When the White House said that Judge Lamberth’s decision had the “potential” to block critical research, that was true, too. If the judge’s decision survives appeal, and if Congress does not take action to reverse the effect, and if the executive branch doesn’t find a way around the existing law, then some research could be stopped— or, to be more precise, some research would have to continue without federal funding. So the decision had the potential to stop some research that had the potential to discover potential cures. Meanwhile research using adult stem-cells continued, without the ballyhoo, but with more impressive results. Which leads us to the second theme in the news coverage.
The conventional accounts reminded readers that embryonic stem-cell research (ESCR) is opposed by pro-lifers and Christian activists. That is certainly true, but not entirely relevant to this case. The case that prompted Judge Lamberth’s ruling was not brought by pro-life activists. It was brought by scientists who were looking for a fair chance to gain financial support for their research using adult stem-cells.
Federal funding, you see, does not come from a bottomless well. If the lion’s share of federal researching funding is allotted for (or should I say promised for) ESCR, then some other scientists will find it difficult to obtain needed funds to continue their own experiments. The news stories reacting to Judge Lamberth’s decision quoted many scientists who expressed fears that they may be forced to pare their research budgets, or (horrors!) seek privatefunding for their work. The stories did not mention the other scientists who might finally have a fighting chance at funding for their own experiments: scientists who until now have been locked out of the competition, because they have continued to work with adult stem-cells sources rather than climbing on the ESCR bandwagon.
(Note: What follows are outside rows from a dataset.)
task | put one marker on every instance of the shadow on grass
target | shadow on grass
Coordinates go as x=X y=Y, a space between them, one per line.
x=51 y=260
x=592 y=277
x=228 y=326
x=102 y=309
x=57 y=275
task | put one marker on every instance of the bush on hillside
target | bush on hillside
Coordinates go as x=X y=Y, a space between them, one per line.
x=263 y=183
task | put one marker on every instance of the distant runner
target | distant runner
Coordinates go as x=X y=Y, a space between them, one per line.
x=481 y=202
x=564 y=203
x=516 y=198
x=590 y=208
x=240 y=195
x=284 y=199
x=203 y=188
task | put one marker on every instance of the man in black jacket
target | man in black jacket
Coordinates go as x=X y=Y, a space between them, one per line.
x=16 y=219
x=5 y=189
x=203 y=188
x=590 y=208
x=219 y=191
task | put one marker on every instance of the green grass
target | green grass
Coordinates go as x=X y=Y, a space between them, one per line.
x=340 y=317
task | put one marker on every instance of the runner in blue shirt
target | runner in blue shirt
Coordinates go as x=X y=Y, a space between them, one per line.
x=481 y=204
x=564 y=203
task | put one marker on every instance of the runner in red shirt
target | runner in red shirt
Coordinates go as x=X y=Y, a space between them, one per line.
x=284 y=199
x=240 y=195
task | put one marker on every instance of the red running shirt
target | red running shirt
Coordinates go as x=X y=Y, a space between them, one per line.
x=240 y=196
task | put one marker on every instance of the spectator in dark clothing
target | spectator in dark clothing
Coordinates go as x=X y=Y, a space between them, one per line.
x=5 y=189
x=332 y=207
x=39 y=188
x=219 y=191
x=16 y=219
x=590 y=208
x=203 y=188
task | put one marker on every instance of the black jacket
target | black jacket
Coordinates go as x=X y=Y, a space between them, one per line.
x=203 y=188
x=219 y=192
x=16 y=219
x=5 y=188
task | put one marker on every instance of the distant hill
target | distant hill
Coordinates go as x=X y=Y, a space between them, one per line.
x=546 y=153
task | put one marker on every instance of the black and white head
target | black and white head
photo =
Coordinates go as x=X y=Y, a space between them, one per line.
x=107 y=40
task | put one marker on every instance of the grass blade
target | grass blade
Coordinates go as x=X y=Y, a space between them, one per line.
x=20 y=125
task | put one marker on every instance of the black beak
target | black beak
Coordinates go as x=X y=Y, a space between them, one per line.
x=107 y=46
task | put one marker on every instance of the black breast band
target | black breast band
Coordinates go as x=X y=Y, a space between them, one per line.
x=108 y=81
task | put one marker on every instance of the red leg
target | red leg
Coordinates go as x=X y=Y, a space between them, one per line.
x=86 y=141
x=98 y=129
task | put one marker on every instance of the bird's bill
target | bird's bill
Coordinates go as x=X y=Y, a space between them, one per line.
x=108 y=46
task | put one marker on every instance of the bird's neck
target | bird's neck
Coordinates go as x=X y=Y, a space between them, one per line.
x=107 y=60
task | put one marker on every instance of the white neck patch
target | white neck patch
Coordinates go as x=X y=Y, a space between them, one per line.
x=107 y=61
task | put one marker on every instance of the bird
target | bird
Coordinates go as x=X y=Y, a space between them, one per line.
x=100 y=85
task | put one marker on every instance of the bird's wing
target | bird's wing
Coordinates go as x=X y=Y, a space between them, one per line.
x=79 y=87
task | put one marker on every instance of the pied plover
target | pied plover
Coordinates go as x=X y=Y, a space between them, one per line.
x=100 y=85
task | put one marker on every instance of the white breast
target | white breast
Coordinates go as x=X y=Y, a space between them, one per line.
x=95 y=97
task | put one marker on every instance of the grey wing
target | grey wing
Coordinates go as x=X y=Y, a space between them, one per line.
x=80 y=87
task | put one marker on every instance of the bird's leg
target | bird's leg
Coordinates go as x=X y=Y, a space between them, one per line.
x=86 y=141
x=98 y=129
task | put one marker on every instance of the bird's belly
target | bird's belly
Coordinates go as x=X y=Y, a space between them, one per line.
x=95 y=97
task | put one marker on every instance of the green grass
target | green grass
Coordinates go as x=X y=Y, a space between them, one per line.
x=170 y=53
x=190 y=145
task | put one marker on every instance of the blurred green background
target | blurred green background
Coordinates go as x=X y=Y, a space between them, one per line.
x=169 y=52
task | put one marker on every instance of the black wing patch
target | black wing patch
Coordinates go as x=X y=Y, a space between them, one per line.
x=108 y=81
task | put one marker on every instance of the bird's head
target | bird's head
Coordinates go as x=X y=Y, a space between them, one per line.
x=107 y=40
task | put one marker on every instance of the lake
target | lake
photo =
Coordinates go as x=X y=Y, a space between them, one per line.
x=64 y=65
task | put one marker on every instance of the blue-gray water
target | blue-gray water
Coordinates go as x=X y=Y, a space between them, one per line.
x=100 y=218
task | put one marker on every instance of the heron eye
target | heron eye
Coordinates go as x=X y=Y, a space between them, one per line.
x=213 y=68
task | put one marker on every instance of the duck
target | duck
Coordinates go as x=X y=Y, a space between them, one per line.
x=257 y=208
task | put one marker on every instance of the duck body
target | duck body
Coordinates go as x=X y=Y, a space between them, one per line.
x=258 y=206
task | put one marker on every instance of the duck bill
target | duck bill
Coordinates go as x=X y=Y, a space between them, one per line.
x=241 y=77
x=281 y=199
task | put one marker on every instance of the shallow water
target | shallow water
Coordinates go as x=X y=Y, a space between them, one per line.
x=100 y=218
After years of hype, reporters are accustomed to thinking reflexively about embryonic stem-cell research. Two themes in particular have been deeply imbedded in the consciousness of the mainstream media: that ESCR has great “promise” and that opposition to ESCR is motivated by pro-life principles (which, in turn, are categorized as sectarian religious beliefs). Those themes are seductive because they are mostly accurate. Great promises have been made for ESCR, and pro-lifers do oppose the research. But the story doesn’t end there.
What’s more promising than embryonic stem-cell research? Research using stem-cells taken from adults. Who’s more likely than a pro-life activist to oppose ESCR? A researcher using stem-cells taken from adults. Do you see another theme emerging here? If reporters paid more attention to researchers who are experimenting with stem-cells taken from adult sources, they would be capable of writing more balanced, informative stories about the ESCR funding controversy.